Hormonal Causes of ED

  • Low testosterone (hypogonadism) — reduces libido and impairs erection quality
  • Hyperprolactinemia — suppresses gonadotropin release, lowering testosterone
  • Thyroid disorders — both hyperthyroidism and hypothyroidism can affect erectile function
  • Cushing's syndrome and diabetes — impact the hypothalamic-pituitary-gonadal axis

Clinical Features

  • Reduced libido
  • Difficulty achieving or maintaining erections
  • Fatigue or decreased stamina
  • Depressed mood or lack of motivation
  • Other signs of underlying endocrine disorder (e.g., gynecomastia, testicular atrophy, weight changes)

Diagnosis

  • Serum testosterone levels (morning sample)
  • LH and FSH to differentiate primary vs. secondary hypogonadism
  • Prolactin levels
  • Thyroid function tests
  • Evaluation for diabetes or metabolic syndrome

Management

  • Treat underlying hormonal disorder (e.g., testosterone replacement therapy, cabergoline for prolactinoma, thyroxine for hypothyroidism)
  • Lifestyle changes (weight loss, exercise, stress management)
  • Phosphodiesterase type 5 inhibitors (e.g., sildenafil) may help but are less effective if hormone imbalance persists
  • Counseling or therapy if psychological overlay exists

When hormonal causes are identified and treated, erectile function and overall well-being can significantly improve.

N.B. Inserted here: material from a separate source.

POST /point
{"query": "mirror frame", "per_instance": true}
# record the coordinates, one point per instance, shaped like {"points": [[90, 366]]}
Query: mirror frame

6. Infertility (hormonal causes)

Infertility is defined as the inability to conceive after one year of regular, unprotected intercourse. Hormonal causes play a significant role in both male and female infertility, often due to disruptions in the hypothalamic-pituitary-gonadal (HPG) axis.

In Women:

  • Hypogonadotropic hypogonadism (low GnRH, LH, FSH) — may result from excessive exercise, stress, or pituitary disorders
  • Polycystic Ovary Syndrome (PCOS) — causes chronic anovulation due to insulin resistance and hyperandrogenism
  • Hyperprolactinemia — suppresses ovulation and menstrual regularity
  • Premature Ovarian Insufficiency (POI) — results in depleted ovarian follicles and low estrogen

In Men:

  • Hypogonadism — leads to low testosterone and reduced sperm production
  • Hyperprolactinemia — impairs gonadotropin secretion
  • Thyroid dysfunction — affects libido and spermatogenesis
  • Kallmann syndrome or pituitary disorders — cause low FSH/LH and poor sperm production

Diagnosis

  • Hormone testing: FSH, LH, prolactin, estradiol/testosterone, TSH
  • Ovulation tracking and semen analysis
  • Ultrasound or MRI to evaluate ovaries, uterus, or pituitary

Management

  • Treat the underlying hormonal imbalance
  • Ovulation induction (e.g., clomiphene, letrozole, gonadotropins) in women
  • Testosterone replacement or gonadotropin therapy in men (note: exogenous testosterone suppresses sperm production)
  • Assisted reproductive techniques (ART): IUI, IVF, or ICSI in select cases

With proper hormonal evaluation and therapy, many couples facing infertility can successfully conceive.